Behind the peculiarity of the objects on the stage lies an even less conventional procedure for developing the show.
“The vision for the show was the process,” Director Ron Bashford said, an assistant professor of theater and dance at the college. “Me and the actors got together two years ago with no vision for the play, but our intent was to discover the play together and figure out what we thought of it as a group.” Many of the production decisions were decided in a series of workshops in which the five actors and Bashford brainstormed possibilities for scenes. They improvised during run-throughs, practicing over and over with new changes until the scenes felt right. “It wasn’t mine, it was ours,” Bashford said.

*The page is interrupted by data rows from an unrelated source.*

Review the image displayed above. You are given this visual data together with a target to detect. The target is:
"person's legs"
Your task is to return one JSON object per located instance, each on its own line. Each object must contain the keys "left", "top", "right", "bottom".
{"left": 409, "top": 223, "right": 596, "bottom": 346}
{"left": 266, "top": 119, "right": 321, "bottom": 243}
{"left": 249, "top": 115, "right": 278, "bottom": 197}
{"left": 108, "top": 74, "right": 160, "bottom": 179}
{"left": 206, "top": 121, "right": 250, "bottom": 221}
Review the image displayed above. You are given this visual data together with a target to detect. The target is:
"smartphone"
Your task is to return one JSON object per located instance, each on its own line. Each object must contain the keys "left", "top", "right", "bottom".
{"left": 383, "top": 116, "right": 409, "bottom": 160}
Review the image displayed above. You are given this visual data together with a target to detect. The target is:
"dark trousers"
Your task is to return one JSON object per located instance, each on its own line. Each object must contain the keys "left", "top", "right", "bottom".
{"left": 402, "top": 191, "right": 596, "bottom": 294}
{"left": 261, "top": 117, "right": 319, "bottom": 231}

The main developmental hurdle to the show was the self-imposed restriction to only five actors. This led the actors to seek logistic solutions to render the plot in a clear and compelling way without confusing the audience. A gradual approach with no clear goal worked well for the team, according to Bashford, who said that “ha[ving] that overall vision ahead of time … may have conflicted with the pragmatic and creative solutions [they] found together.” Because of this, many transitions within the play reflected not only concerns with the story, but also concerns with the cast. Three actors played Pericles, one in the beginning who played him in his youth, another who straddled intermission and potrayed him as a middle-aged man and a third who played him as an old man. Many watching the show may have assumed that this was to facilitate the audience’s understanding of the passage of time in the play. However, it was mainly because it would have been impossible to do the play with only one person playing Pericles.

“Pericles” is a child of pragmatic improvisation and the collaboration of five longtime friends who sought not to create but to experience creation.

Bashford’s next production to hit Kirby Theater will be “The Cherry Orchard,” which goes up Oct. 29.